Приставил я его двор караулить, два рубля сорок в неделю, бабе тоже дело нашлось. Два сорок, на своих харчах! Много ли денег-то?.. после прежнего-то достатка?
Хорошо. Вот приставил я его и посматриваю, как мой Мишанька смиряться будет, как сам себя поведет. Ничего! Караулит усердно. И смиряется… Прежде в комнатах у меня сиживал, чай вместе пивали, а теперь на чернорабочем положении, у ворот с дубинкой сидит; а увидит хозяина издали — встает, шапку в руки. Вижу, мужик с понятием. И на стороне тоже прислушиваюсь: не ропщет ли? Нет, ничего не слышно.
Только начинаю вдруг замечать одно обстоятельство. Всю неделю мой Мишанька укрепляется, по субботам слабеет. Раз прохожу — плачет сидит у ворот. Что такое, думаю, а сам, конечно, виду не показываю. Другой раз вижу, — уже и баба с ним, — выбежала из стряпущей, села рядом с мужиком — разливаются, конечно, потихоньку. И так у них пошло: как суббота, да смеркнется, гляжу: они за свое: сидят рядышком и плачут… Долго я понять не мог… Ну, наконец понял.
В комнате, где мы разговаривали с Дмитрием Васильевичем, сгустились сумерки, а свечей еще не приносили: Мне видны были только общие, неясные очертания его фигуры; он товставал, то нервно ходил по комнате, утопая в дальнем углу и затем приближаясь ко мне.

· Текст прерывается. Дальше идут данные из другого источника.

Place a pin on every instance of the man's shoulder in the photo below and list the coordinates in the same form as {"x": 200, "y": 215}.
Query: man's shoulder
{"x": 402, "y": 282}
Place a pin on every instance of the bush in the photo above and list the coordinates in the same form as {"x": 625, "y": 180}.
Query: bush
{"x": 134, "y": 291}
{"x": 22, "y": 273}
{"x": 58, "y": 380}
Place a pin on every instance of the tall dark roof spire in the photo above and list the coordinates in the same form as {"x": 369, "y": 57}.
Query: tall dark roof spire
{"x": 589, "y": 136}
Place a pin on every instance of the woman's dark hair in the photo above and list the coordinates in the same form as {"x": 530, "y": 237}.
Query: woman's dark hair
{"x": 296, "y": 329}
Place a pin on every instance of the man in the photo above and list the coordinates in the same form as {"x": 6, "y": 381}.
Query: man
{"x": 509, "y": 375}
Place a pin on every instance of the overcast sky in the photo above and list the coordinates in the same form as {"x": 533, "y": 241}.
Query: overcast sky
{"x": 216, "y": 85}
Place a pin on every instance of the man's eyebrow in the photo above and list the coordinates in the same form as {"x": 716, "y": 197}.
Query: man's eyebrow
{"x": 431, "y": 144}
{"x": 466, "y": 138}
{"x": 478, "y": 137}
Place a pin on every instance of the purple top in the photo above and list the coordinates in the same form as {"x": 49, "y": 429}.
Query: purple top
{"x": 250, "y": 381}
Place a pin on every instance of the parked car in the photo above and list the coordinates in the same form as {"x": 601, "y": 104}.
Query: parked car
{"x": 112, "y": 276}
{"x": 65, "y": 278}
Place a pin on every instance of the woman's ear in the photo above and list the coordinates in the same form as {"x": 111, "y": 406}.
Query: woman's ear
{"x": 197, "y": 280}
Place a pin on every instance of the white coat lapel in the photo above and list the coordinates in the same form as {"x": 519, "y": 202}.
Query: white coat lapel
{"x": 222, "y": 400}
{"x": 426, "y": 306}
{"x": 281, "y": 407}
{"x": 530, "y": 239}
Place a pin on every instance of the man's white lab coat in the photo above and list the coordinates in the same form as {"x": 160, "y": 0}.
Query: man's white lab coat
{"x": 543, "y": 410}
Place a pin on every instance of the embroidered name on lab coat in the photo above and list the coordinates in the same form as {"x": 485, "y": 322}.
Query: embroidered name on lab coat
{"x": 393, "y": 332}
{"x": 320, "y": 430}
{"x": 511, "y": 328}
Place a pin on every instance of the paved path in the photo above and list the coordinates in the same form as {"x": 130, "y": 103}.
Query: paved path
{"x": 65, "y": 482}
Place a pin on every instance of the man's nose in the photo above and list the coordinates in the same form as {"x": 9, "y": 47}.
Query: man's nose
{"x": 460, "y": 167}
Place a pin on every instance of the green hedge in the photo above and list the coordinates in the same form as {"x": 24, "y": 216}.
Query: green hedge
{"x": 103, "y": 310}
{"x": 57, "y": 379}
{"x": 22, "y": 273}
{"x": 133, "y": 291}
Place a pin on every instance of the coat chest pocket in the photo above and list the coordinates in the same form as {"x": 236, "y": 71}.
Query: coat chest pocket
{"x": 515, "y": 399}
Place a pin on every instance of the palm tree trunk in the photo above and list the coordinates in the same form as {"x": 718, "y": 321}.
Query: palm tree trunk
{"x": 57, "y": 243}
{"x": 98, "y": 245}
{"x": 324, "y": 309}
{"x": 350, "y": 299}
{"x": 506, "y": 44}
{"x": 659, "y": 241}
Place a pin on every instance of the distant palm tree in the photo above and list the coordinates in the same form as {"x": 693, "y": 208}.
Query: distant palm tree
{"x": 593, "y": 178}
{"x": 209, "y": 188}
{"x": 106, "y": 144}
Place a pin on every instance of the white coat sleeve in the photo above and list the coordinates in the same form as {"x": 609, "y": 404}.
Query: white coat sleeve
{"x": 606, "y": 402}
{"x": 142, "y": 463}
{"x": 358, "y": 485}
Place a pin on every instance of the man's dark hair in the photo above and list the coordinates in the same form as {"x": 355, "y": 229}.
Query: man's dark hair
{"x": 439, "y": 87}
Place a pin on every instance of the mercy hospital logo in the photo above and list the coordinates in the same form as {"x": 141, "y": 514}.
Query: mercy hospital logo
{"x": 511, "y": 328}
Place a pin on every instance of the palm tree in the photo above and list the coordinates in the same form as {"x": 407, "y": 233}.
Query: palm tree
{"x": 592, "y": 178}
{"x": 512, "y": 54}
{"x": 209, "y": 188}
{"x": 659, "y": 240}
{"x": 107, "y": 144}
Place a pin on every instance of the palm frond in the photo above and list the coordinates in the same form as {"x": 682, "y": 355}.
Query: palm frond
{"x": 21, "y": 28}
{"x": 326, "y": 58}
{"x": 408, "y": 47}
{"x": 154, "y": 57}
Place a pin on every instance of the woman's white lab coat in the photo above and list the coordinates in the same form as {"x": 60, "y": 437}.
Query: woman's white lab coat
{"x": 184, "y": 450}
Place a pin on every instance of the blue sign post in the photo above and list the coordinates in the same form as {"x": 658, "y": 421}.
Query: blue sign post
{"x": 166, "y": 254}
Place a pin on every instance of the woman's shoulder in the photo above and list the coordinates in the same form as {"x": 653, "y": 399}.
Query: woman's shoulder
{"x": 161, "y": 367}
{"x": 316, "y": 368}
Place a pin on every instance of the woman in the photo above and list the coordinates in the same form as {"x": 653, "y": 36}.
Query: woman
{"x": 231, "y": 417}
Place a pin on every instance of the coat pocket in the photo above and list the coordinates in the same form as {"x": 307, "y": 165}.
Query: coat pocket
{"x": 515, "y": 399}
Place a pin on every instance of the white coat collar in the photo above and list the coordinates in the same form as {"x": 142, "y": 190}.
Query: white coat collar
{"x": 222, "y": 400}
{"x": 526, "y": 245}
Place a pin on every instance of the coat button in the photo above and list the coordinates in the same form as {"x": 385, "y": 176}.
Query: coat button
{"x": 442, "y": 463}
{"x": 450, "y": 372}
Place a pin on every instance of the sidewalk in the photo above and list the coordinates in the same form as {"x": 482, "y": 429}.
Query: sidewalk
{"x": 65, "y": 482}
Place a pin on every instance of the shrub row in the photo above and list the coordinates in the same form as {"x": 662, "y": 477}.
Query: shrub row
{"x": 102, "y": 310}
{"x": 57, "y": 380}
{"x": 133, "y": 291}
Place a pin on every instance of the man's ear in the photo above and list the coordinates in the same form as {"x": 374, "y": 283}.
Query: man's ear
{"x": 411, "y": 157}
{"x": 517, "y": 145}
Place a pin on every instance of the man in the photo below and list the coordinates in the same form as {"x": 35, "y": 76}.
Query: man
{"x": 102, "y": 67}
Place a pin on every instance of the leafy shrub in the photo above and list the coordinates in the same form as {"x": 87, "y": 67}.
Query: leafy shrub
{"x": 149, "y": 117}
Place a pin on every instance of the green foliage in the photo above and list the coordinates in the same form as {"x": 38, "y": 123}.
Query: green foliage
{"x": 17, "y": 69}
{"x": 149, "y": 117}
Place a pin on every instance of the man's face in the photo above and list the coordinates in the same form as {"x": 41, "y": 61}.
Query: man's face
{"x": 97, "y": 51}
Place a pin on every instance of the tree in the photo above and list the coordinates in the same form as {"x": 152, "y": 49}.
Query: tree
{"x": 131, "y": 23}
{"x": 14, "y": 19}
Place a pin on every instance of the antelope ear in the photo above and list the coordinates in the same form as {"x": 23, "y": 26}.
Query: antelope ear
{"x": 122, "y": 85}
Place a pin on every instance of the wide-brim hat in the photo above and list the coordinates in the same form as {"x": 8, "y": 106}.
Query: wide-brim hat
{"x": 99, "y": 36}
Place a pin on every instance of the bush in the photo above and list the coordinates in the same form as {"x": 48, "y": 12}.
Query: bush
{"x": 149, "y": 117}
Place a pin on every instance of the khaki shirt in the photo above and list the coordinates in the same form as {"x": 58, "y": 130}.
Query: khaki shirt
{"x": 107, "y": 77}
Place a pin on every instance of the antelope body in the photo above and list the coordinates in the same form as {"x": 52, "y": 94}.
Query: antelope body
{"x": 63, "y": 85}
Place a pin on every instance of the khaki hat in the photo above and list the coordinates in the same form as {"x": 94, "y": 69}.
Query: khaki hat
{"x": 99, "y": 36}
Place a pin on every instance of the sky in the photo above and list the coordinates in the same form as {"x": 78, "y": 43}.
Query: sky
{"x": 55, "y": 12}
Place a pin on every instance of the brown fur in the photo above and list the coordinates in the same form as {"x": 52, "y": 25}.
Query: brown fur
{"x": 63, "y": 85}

Теперь он стоял передо мною, и его бледное лицо, с черными глазами, пятном выступало из темноты. Его голос как будто отмяк. Рассказ о Мишаньке, о его смирении, о субботних слезах, видимо, доставлял этому человеку некоторое эстетическое волнение…
— Понял я! Уразумел, в чем дело. Вспоминал мой Мишанька благополучную жизнь в своем дому, на своей воле. Церковь-то у нас под боком. Вот как смеркнется, да заблаговестят, ему и вспомнится, как, бывало, в прежнее время, молот под печку, инструмент сложит, приоденется, да к вечерне, да свечечку к образу Михаила-архангела.
А теперь нельзя! Карауль!.. Вот поэтому-то всю неделю мужик укрепляется, а в субботний вечер, как суета стихнет, рабочие разойдутся, — у него на сердце накипит и подымется. Церковь видна: в окнах огни светятся, из домов народ потянулся, колокола бом да бом, бом да бом! А ты, сторож, сиди у ворот, потому что нет своей воли, нет свово дому, и должен ты, сторож, чужие вороты караулить…
Вот и сидит, дела справляет аккуратно и плачет…
Застал я раз Мишаньку на этаком случае, — не успел он и слез обмахнуть, — да и говорю: «Что, Михаил Мосеич?.. Прискорбно вам у меня служить, так ведь мы не держим. Люди вы вольные!»
Встал он, поклонился. Попросил прощения… Я догадываюсь; да не подаю вида… Что будет дальше?
Проходит этак с полгода. Мишанька мой караулит, по субботам поплакивают с бабой, но уж украдкой. Только в один день, праздничным делом, говорит мне прислуга: «Михайло пришел, просит его допустить». Я, грешный человек, подумал: «ну, зароптал Мишанька иль прибавки станет просить». Да нет-с, ошибся!